DEFENDANT IN THIS SLIP AND FALL CASE PROVED THE AREA WHERE PLAINTIFF ALLEGEDLY SLIPPED AND FELL WAS INSPECTED (AT MOST) AN HOUR AND TEN MINUTES BEFORE THE FALL; THAT PROOF WAS SUFFICIENT TO AWARD DEFENDANT SUMMARY JUDGMENT (SECOND DEPT).
The Second Department, reversing Supreme Court, determined defendant in this slip and fall case proved it did not have actual or constructive notice of the food on the floor where plaintiff slipped and fell. Defendant’s motion for summary judgment should have been granted:
… [T]he defendant established, prima facie, that it did not create or have actual or constructive notice of the condition alleged by the plaintiff to have caused the accident.
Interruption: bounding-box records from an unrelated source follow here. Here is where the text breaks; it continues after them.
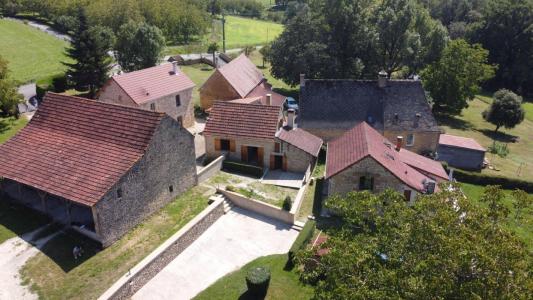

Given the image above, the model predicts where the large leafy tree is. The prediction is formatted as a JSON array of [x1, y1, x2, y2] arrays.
[[115, 22, 165, 72], [422, 40, 496, 115], [297, 187, 533, 299], [64, 9, 114, 98], [482, 89, 525, 132]]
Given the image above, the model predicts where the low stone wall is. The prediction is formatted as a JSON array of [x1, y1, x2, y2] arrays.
[[217, 189, 294, 224], [98, 199, 224, 300], [198, 155, 225, 183]]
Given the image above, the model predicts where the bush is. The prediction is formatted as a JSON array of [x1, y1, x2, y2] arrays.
[[246, 267, 270, 298], [222, 160, 263, 178], [288, 220, 316, 265], [281, 196, 292, 211]]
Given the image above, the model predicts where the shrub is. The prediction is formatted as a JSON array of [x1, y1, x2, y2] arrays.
[[222, 160, 263, 178], [246, 267, 270, 298], [281, 196, 292, 211], [288, 220, 316, 265]]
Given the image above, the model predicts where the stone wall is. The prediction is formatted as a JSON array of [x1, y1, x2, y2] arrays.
[[94, 117, 197, 246], [98, 200, 224, 300]]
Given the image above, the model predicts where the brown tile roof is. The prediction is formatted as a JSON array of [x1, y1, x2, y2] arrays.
[[399, 148, 448, 180], [326, 122, 429, 192], [204, 101, 281, 139], [0, 93, 165, 206], [439, 134, 487, 152], [111, 64, 195, 104], [218, 54, 264, 98], [276, 128, 322, 157]]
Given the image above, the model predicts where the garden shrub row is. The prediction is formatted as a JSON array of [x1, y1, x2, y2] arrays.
[[288, 220, 316, 265], [222, 160, 263, 178]]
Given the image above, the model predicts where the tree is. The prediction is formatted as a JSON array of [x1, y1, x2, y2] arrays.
[[482, 89, 526, 132], [0, 56, 24, 117], [64, 9, 114, 98], [297, 186, 533, 299], [421, 39, 496, 115], [115, 22, 165, 72]]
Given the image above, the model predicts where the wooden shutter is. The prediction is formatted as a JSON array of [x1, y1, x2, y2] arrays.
[[241, 146, 248, 162], [257, 147, 265, 167]]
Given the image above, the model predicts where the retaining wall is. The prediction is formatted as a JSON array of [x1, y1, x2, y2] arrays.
[[98, 199, 224, 300]]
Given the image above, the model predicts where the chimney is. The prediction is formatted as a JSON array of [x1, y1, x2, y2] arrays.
[[396, 135, 403, 151], [378, 71, 389, 88], [287, 108, 295, 129]]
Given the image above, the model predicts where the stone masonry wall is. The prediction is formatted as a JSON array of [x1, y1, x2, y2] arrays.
[[95, 117, 197, 247]]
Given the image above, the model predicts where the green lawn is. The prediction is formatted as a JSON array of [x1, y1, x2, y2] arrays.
[[20, 186, 212, 299], [194, 254, 313, 300], [439, 96, 533, 181], [0, 116, 28, 144], [0, 19, 68, 82], [461, 183, 533, 251]]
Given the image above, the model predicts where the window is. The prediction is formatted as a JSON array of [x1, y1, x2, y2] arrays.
[[220, 140, 230, 151], [405, 133, 415, 146], [359, 176, 374, 191]]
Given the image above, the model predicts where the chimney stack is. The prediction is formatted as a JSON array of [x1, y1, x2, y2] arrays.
[[396, 135, 403, 151], [287, 108, 295, 129], [378, 71, 389, 88]]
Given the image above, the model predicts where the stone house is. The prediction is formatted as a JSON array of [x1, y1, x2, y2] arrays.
[[326, 122, 446, 202], [298, 75, 440, 153], [203, 98, 322, 172], [98, 63, 195, 128], [200, 54, 286, 110], [0, 93, 197, 247]]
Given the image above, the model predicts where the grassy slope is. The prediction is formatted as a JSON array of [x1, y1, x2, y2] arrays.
[[195, 254, 313, 300], [439, 96, 533, 181], [21, 187, 212, 299], [461, 183, 533, 251], [0, 19, 68, 82]]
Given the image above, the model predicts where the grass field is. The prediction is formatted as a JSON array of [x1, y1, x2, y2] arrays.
[[20, 186, 212, 299], [439, 96, 533, 181], [194, 254, 313, 300], [461, 183, 533, 252], [0, 19, 68, 83]]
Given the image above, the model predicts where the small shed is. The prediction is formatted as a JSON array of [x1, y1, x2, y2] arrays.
[[437, 134, 487, 170]]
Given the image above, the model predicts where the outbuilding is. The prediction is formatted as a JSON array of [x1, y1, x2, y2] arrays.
[[437, 134, 487, 170]]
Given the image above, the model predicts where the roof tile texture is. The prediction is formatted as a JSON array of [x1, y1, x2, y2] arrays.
[[0, 93, 165, 206]]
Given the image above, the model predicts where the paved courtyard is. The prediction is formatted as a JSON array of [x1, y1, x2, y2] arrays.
[[132, 207, 298, 299]]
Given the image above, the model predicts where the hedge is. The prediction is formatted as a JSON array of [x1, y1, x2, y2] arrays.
[[445, 166, 533, 193], [288, 220, 316, 265], [222, 160, 263, 178]]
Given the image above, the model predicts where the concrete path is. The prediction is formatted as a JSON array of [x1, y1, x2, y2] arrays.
[[132, 207, 298, 300]]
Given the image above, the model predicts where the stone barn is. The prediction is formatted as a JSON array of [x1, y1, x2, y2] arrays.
[[437, 134, 487, 170], [0, 93, 197, 247]]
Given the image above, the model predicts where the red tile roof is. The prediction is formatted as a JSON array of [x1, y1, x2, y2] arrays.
[[326, 122, 429, 191], [0, 93, 165, 206], [111, 64, 195, 104], [399, 148, 448, 180], [439, 134, 487, 152], [204, 101, 281, 139], [276, 128, 322, 157], [218, 54, 264, 98]]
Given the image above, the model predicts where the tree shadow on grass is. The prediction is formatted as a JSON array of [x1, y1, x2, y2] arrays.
[[479, 129, 518, 143]]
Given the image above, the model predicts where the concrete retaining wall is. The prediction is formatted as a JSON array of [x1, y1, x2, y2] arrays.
[[198, 155, 225, 183], [98, 200, 224, 300], [217, 189, 294, 224]]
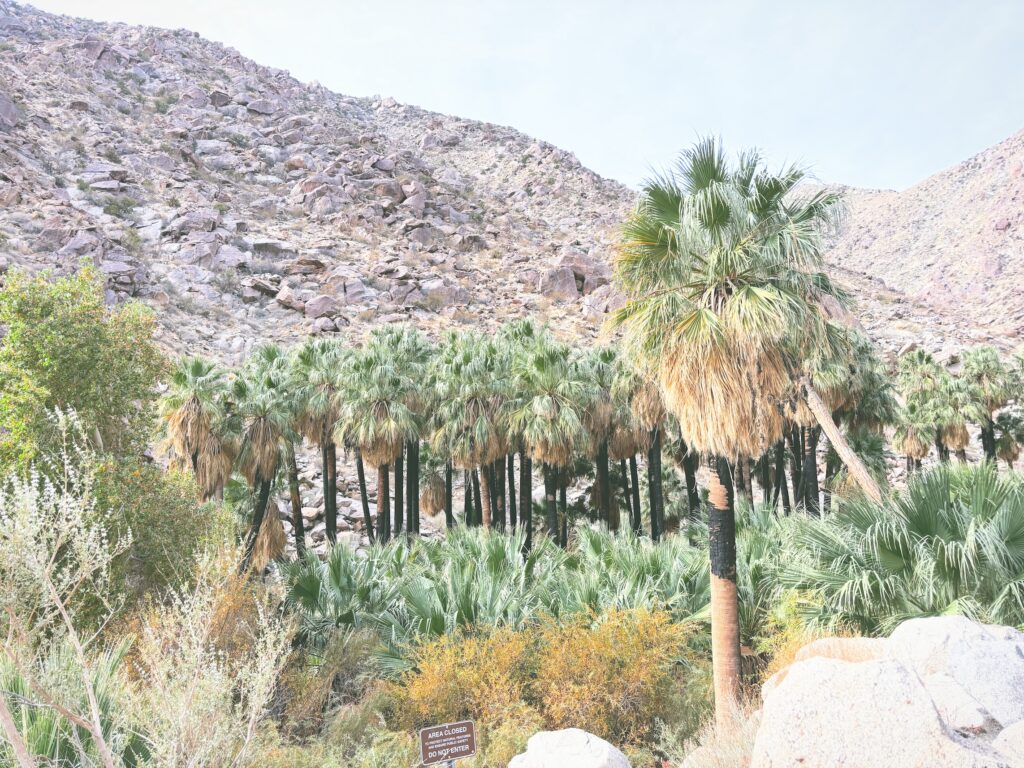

In support of its motion, the defendant submitted, inter alia, the deposition testimony of its employee, as well as the “Daily Floor-walk / Safety Inspection” record for the day of the incident, which demonstrated that the area in question was last inspected between 2:47 p.m. and 3:40 p.m. on the date of the accident and that no hazardous condition was found in that location … . The employee testified that if he had observed any hazardous condition on the floor, he would have immediately cleaned it … . In opposition, the plaintiff failed to raise a triable issue of fact. Arbit v Costco Wholesale Corp., 2024 NY Slip Op 04366, Second Dept 9-11-24
Practice Point: This is a rare decision which gives some insight into how a defendant can prove a lack of constructive notice of a dangerous condition, here food on the floor, which is alleged to have caused a slip and fall. Defendant produced a “Daily Floor-walk/Safety Inspection” record and employee testimony showing the area was inspected, at most, an hour and ten minutes before the alleged slip and fall.